I know I'll get flamed for this, but Python is really error-prone in a particular area, and that's its ridiculously weak name resolution rules. In a language like C, Perl, or even PHP, names are resolved during the compile phase. The compiler knows which definition of a name is going to be used at any point. Python doesn't have this - when it runs across a name, it walks up the scope hierarchy looking for a candidate.

This means that code can run happily for months or even years, until it just crashes with an undefined name error. This could be because of a rarely-used code path with a typo in it, botched refactoring of a rarely-used code path, or a particular set of rare circumstances where a global name isn't set before the code gets to a certain place.

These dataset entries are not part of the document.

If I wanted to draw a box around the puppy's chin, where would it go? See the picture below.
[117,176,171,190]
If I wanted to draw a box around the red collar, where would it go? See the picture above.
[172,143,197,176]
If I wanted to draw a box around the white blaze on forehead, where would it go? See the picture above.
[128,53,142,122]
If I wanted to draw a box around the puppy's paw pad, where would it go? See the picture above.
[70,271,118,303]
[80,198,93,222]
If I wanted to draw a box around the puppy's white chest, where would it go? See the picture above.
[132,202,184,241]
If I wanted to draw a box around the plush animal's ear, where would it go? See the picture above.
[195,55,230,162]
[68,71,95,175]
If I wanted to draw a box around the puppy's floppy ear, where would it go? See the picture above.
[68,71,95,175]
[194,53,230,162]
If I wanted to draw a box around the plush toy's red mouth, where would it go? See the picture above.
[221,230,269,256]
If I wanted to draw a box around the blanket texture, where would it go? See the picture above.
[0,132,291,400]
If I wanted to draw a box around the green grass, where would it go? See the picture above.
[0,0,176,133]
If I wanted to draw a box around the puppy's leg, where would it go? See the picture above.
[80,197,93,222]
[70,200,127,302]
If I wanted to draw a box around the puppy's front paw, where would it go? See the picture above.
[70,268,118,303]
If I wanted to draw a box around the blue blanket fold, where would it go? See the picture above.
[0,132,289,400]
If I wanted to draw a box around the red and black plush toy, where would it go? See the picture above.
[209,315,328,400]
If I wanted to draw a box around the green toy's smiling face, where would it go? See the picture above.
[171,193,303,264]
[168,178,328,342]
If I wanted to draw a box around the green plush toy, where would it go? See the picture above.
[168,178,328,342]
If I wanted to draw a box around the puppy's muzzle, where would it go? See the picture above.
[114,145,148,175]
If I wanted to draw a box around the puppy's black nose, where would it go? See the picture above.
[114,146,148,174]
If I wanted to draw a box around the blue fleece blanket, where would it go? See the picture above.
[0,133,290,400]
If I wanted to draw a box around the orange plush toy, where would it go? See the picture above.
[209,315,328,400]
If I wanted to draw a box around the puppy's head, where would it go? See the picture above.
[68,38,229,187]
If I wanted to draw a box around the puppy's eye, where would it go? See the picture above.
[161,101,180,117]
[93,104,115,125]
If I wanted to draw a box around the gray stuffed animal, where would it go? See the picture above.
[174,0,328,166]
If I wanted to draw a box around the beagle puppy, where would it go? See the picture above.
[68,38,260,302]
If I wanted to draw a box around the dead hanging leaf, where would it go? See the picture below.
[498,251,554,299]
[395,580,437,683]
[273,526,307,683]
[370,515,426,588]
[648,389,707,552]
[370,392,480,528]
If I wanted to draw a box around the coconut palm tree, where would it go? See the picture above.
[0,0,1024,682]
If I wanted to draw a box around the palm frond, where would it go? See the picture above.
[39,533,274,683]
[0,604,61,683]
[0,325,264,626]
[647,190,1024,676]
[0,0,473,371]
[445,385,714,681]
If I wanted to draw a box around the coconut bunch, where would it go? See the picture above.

The usual response is that unit tests should catch this. But let's face it, 100% unit test coverage is pretty rare, particularly for the kind of fast turnaround stuff that Python's frequently used for. Also, unit testing isn't necessarily going to simulate a corner case where a global doesn't get set before code that uses it executes. It also makes refactoring more risky because there's no point where the compiler can tell you you're referencing a name that's no longer defined, or no longer has a certain method/field.

This is the kind of area where it's really useful if the compiler can help you, and Python's ridiculously weak name resolution rules make that completely impossible.